JEFF GREENFIELD: Candidates like Kasich can take heart from Republican rules that keep these early states proportional. Even without winning, they might pick up some delegates. That helped eventual Republican nominee Mitt Romney in 2012.
Josh Putnam, a lecturer at the University of Georgia, has a blog—Frontloading HQ—which focuses on these rules.
JOSH PUTNAM: He wasn’t worried necessarily, or his campaign was not worried about winning in Mississippi or Alabama or Oklahoma. They just wanted to perform well enough to qualify for delegates and reduce the amount of advantage that his competitors – Santorum and Gingrich – got out of that.
JEFF GREENFIELD: But there’s a catch—in two dozen states throughout the Republican primary season, a candidate needs to reach a “threshold”—anywhere from 5 to 20 percent of the vote—in order to qualify for any delegates at all.
JOSH PUTNAM: When people think proportional, or when I say proportional, I think what people think is, well if you win 40% of the vote, you get around 40% of the delegates out of that. And that’s simply not the case.
JEFF GREENFIELD: Putnam points to his own state of Georgia as an example of how some delegate-rich states have a hybrid system: part proportional, part winner-take-all.
JOSH PUTNAM: Georgia has a system where, you know, if you get above 20% of the vote statewide, you get a share of 31 at-large delegates.
JEFF GREENFIELD: When it comes to choosing those at-large delegates at the statewide level, it’s proportional.
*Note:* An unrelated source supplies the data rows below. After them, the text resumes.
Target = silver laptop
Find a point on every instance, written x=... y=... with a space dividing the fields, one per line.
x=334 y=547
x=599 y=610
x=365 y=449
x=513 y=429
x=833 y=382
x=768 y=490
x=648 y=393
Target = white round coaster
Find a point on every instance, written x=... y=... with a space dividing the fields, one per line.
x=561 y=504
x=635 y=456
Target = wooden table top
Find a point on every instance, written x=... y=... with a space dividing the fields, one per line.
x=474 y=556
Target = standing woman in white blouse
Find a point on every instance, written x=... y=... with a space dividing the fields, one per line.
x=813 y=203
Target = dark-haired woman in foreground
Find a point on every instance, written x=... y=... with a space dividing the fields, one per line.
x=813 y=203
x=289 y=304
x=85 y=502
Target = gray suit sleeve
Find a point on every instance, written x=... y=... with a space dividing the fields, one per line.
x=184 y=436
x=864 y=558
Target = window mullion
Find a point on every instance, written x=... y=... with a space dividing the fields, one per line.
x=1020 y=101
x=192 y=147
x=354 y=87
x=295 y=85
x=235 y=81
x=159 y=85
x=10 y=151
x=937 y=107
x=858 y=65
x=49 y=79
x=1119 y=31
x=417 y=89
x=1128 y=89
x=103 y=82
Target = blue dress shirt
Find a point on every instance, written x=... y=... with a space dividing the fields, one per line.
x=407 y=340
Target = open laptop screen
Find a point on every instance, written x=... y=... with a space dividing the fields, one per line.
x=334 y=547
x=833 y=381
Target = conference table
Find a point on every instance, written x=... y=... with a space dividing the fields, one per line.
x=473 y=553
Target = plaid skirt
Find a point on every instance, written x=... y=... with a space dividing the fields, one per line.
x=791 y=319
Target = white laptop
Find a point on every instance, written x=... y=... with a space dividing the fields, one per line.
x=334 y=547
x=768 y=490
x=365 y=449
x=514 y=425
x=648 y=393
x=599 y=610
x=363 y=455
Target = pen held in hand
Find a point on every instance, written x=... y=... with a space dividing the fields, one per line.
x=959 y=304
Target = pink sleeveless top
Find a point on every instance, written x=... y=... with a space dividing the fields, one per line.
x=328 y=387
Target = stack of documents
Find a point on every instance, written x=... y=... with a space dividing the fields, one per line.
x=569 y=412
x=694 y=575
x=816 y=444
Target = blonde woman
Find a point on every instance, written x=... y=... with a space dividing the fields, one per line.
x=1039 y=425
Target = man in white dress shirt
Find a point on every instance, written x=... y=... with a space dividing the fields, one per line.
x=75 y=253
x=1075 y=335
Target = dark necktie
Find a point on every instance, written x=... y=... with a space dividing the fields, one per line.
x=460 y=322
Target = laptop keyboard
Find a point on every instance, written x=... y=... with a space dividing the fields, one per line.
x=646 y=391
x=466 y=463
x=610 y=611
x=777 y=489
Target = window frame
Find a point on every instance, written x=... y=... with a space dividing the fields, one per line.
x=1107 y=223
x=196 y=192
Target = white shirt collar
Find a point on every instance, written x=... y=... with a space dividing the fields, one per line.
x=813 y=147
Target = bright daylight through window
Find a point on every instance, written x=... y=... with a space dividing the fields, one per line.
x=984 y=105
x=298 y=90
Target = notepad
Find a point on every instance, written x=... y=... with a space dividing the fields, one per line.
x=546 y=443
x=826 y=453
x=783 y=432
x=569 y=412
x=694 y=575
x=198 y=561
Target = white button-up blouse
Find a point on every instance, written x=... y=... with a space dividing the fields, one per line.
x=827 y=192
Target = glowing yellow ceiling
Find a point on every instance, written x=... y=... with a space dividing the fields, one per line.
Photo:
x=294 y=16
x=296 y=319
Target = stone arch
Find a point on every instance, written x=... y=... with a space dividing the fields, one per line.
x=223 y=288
But at the congressional district level, it can be winner-take-all.
JOSH PUTNAM: But there’s still that battle to be waged in each of the 14 congressional districts of Georgia. But if you can win a majority in one of those congressional districts, you get all 3 delegates from that congressional district.
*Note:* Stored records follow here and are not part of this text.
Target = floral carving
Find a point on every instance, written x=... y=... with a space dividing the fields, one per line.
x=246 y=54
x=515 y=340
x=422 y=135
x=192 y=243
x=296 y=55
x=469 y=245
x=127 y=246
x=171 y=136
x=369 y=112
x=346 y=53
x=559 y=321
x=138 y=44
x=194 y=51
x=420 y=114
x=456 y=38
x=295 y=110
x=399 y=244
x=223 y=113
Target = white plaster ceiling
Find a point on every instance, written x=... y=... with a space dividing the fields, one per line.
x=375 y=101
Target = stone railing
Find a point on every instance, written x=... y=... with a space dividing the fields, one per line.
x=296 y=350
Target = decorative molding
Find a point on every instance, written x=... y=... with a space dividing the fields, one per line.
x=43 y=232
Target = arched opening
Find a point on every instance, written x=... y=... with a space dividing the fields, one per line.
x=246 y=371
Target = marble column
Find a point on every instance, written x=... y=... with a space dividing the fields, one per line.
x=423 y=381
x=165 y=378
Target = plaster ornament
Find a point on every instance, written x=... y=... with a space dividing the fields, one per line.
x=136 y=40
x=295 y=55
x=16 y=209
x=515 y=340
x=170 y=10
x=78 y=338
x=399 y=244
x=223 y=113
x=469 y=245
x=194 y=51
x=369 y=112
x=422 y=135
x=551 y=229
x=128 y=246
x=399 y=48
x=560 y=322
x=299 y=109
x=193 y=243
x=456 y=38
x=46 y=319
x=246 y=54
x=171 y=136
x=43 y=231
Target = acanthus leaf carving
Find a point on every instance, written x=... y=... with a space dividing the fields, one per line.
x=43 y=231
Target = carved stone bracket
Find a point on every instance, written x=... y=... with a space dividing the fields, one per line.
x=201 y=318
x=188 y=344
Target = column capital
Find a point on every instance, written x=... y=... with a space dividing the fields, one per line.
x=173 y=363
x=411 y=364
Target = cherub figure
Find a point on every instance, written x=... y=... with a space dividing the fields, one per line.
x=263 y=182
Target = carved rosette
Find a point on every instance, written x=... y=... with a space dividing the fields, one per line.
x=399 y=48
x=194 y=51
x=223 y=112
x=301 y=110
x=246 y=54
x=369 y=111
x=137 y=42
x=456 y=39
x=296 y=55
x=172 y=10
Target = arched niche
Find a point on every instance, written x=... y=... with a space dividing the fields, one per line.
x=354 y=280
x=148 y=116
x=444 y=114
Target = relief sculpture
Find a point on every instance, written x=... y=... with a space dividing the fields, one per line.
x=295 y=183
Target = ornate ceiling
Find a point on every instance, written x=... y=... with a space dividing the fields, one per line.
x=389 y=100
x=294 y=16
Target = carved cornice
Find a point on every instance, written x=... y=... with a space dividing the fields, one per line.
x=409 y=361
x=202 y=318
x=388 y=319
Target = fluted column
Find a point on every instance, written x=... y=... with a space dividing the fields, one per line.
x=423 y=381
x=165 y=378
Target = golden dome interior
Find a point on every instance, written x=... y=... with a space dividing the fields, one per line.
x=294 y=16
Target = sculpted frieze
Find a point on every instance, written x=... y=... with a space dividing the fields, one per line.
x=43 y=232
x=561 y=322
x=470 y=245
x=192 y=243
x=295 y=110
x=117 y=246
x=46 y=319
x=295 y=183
JEFF GREENFIELD: With the exception of Donald Trump, no serious campaign will ignore these complex rules, because they determine where resources should and shouldn’t be deployed.
Republican election lawyer Ben Ginsberg:
BEN GINSBERG: So take for example the March 1 states. There are 12 states that go. They’re dispersed around the country, although the concentration in the South. No one will be able to afford, under the federal campaign finance rules, the amount of money they have in the bank, to run 12 statewide races.
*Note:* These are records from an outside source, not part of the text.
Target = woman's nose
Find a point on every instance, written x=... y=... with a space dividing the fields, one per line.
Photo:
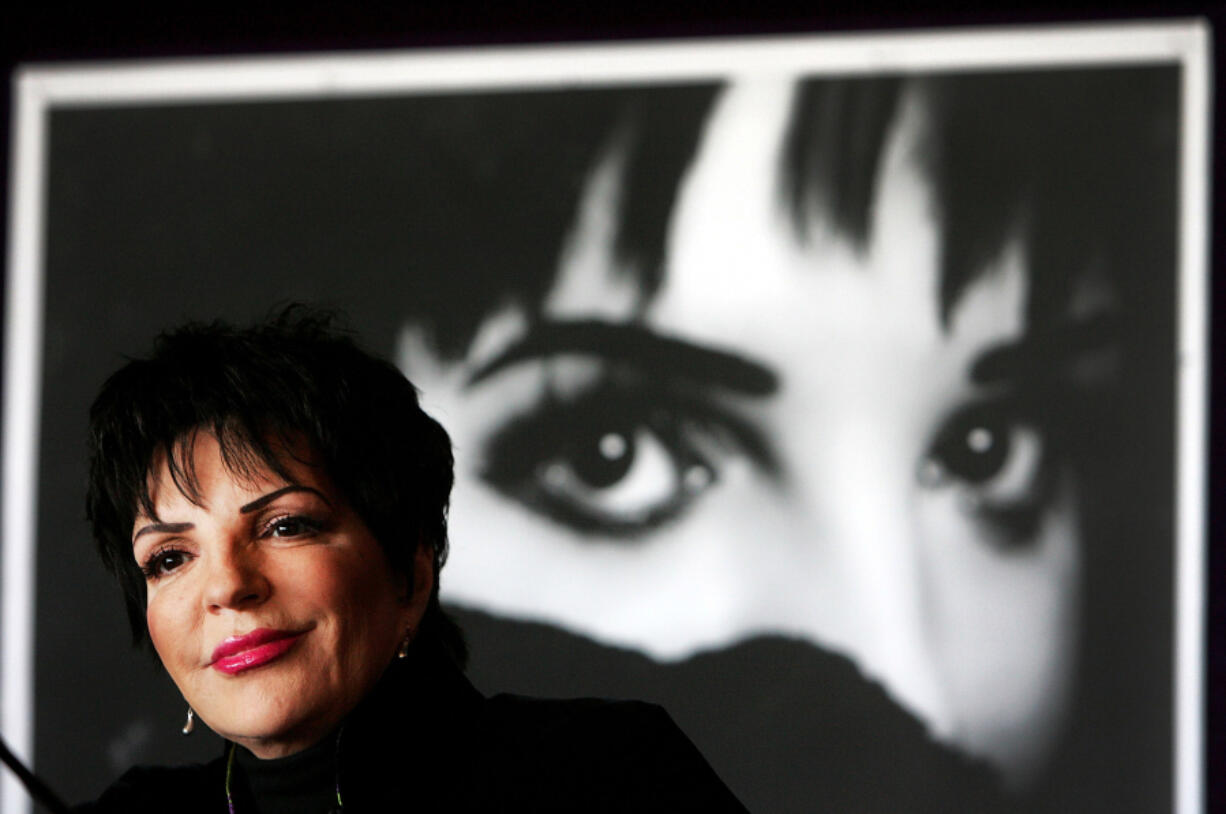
x=234 y=580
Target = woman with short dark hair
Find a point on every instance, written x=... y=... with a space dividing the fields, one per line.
x=274 y=503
So in today’s world of modern campaigns, the smart campaigns have done a lot of list development work, micro-targeting work, to find out where their supporters are, who they are and how to reach them.
JEFF GREENFIELD: Five weeks after the New Hampshire tumult dies down, the Republican primary road takes a radical turn. After March 15th, states are free to allocate delegates pretty much any way they want: proportional, by congressional district, even winner-take-all, and woe be to a campaign that does not understand how important that turn is.
This year, there are only two early “winner take all” contests for Republicans -and they’re big ones — Ohio and Florida. Both vote on March 15th. The only candidate who gets any delegates is the one who comes in first.
Other big states down the road like Pennsylvania–which has 71 delegates at stake on April 26th–use a hybrid system–part winner-take-all, part proportional.
Now, Pennsylvania Republicans are more moderate and more secular than Southern Republicans, but the conservative Cruz campaign intends to reach its voters there by using data analysis.
RICK TYLER: We actually can tell from analytical data that consumers offered to marketing companies all the time, what they like and how they want it to be communicated with.
So we actually don’t have one script for somebody who’s pro-life or one script for somebody who’s pro-gun. We have different scripts because people like to hear issues in different ways.
JEFF GREENFIELD: No one can say whether the road to the nomination will stretch all the way to the California primary in June. But this can be said: it’s far less colorful than the spectacle of a campaign rally and the clash of ideas and personalities in a heated debate.
But when the tumult and the shouting dies down, and the nominee emerges, these “rules” of the road often matter a whole lot more.